Mosca annuncia il fallimento di un presunto attacco ucraino
La Russia sostiene di aver impedito un'importante operazione ucraina contro due basi aeree militari situate nel cuore del proprio territorio.
Secondo quanto riferito dal Servizio federale di sicurezza russo (Federal Security Service, FSB), sarebbero stati sventati tentativi di colpire due installazioni strategiche utilizzando droni introdotti clandestinamente nel Paese.
L'annuncio è stato diffuso dall'agenzia di stampa statale russa TASS, che cita un comunicato ufficiale dei servizi di sicurezza.
Nel mirino le basi di Shagol e Ukrainka
Secondo la versione fornita dall'FSB, gli obiettivi dell'operazione sarebbero state le basi aeree di Shagol Air Base, situata nella regione degli Urali, e Ukrainka Air Base, nell'Estremo Oriente russo.
Entrambe le installazioni ospitano velivoli militari e rappresentano infrastrutture di rilievo per le operazioni delle forze armate russe.

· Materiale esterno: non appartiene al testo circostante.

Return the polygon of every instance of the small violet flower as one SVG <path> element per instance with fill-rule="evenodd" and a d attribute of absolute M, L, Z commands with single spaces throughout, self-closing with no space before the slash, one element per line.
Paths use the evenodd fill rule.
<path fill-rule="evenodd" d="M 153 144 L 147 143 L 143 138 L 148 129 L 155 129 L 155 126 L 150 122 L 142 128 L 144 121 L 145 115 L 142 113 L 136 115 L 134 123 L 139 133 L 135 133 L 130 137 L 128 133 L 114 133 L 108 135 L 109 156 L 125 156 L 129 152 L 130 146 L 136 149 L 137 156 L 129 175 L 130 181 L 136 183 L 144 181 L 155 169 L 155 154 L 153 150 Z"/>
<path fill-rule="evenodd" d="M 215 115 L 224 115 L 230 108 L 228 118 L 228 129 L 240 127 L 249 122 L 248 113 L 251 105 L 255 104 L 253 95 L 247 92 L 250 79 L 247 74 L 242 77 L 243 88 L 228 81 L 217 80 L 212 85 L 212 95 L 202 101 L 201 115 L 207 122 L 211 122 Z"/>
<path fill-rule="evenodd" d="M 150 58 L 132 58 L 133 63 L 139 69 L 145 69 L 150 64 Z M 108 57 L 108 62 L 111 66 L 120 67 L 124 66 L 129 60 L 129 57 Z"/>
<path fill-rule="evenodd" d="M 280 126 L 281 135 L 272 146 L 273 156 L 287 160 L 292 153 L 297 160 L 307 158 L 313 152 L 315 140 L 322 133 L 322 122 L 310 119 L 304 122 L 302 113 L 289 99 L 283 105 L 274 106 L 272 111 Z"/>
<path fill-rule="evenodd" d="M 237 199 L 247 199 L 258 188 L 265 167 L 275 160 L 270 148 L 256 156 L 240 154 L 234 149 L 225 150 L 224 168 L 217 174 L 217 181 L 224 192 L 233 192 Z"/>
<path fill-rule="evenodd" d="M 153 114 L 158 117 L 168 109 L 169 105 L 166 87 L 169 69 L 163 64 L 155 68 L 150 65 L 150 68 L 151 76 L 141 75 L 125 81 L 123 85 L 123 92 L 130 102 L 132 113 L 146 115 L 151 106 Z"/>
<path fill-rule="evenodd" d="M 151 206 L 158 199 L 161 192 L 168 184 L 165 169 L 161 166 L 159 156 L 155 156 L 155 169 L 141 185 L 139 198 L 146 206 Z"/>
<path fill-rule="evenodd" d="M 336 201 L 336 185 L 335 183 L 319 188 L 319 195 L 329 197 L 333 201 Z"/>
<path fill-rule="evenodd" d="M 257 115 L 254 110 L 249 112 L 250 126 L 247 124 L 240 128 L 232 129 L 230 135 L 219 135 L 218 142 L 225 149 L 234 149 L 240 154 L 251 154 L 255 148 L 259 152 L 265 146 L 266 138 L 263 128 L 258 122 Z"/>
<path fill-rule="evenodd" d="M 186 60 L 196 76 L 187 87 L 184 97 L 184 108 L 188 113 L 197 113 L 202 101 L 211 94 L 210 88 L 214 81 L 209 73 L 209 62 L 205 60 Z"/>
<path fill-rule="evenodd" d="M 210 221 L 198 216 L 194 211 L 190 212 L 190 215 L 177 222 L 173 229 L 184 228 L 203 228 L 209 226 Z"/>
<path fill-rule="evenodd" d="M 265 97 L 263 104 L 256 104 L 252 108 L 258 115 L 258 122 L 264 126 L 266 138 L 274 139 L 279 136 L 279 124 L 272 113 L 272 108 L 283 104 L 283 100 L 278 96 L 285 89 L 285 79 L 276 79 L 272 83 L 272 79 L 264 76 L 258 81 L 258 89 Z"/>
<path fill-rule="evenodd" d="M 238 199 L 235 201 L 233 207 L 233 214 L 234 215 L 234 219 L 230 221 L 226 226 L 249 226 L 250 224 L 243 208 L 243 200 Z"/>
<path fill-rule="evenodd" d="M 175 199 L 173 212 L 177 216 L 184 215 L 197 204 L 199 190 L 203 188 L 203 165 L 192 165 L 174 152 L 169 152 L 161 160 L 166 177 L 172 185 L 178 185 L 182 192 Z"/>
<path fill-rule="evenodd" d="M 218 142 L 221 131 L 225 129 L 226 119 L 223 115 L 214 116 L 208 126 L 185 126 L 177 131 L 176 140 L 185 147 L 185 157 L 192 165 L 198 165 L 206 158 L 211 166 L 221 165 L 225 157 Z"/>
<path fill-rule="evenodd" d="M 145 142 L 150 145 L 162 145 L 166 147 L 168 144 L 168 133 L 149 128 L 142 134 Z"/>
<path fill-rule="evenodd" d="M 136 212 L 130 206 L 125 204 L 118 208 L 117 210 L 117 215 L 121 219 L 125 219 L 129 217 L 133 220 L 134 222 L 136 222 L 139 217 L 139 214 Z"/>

Le autorità sostengono che tutte le persone coinvolte nell'operazione siano state arrestate.
Droni introdotti con palloni aerostatici
Secondo l'FSB, l'intelligence ucraina avrebbe utilizzato un sistema particolarmente insolito.
Le autorità russe affermano che contenitori carichi di droni sarebbero stati trasportati nella regione di Bryansk mediante palloni aerostatici. Successivamente tali contenitori avrebbero dovuto essere trasferiti verso gli obiettivi finali per lanciare gli attacchi.
Reuters non ha potuto verificare in modo indipendente le affermazioni delle autorità russe e, al momento della pubblicazione della notizia, non risultavano commenti ufficiali da parte del governo ucraino.
Il precedente delle incursioni del 2025
L'operazione descritta dall'FSB ricorda gli attacchi condotti nel 2025 contro diverse basi aeree russe.
In quell'occasione, secondo valutazioni statunitensi citate da Reuters, furono distrutti circa dieci velivoli militari russi, compresi alcuni presenti proprio presso la base di Ukrainka.
Negli ultimi anni l'Ucraina ha progressivamente ampliato la capacità di colpire obiettivi situati a centinaia o migliaia di chilometri dalla linea del fronte, facendo largo uso di droni a lungo raggio per colpire infrastrutture militari, depositi di carburante e basi dell'aviazione russa.
La guerra dei droni continua a intensificarsi
L'episodio conferma come il confronto tra Russia e Ucraina stia assumendo sempre più le caratteristiche di una guerra tecnologica, nella quale i droni svolgono un ruolo centrale sia nelle operazioni offensive sia nelle attività di difesa e controspionaggio.
Mosca continua a rafforzare le misure di sicurezza attorno alle proprie installazioni strategiche, mentre Kiev punta a colpire infrastrutture militari lontane dal fronte per ridurre la capacità operativa russa e aumentare la pressione logistica sul Cremlino.
Le dichiarazioni dell'FSB, se confermate, mostrerebbero un ulteriore livello di sofisticazione nelle operazioni di sabotaggio e nelle contromisure adottate durante il conflitto.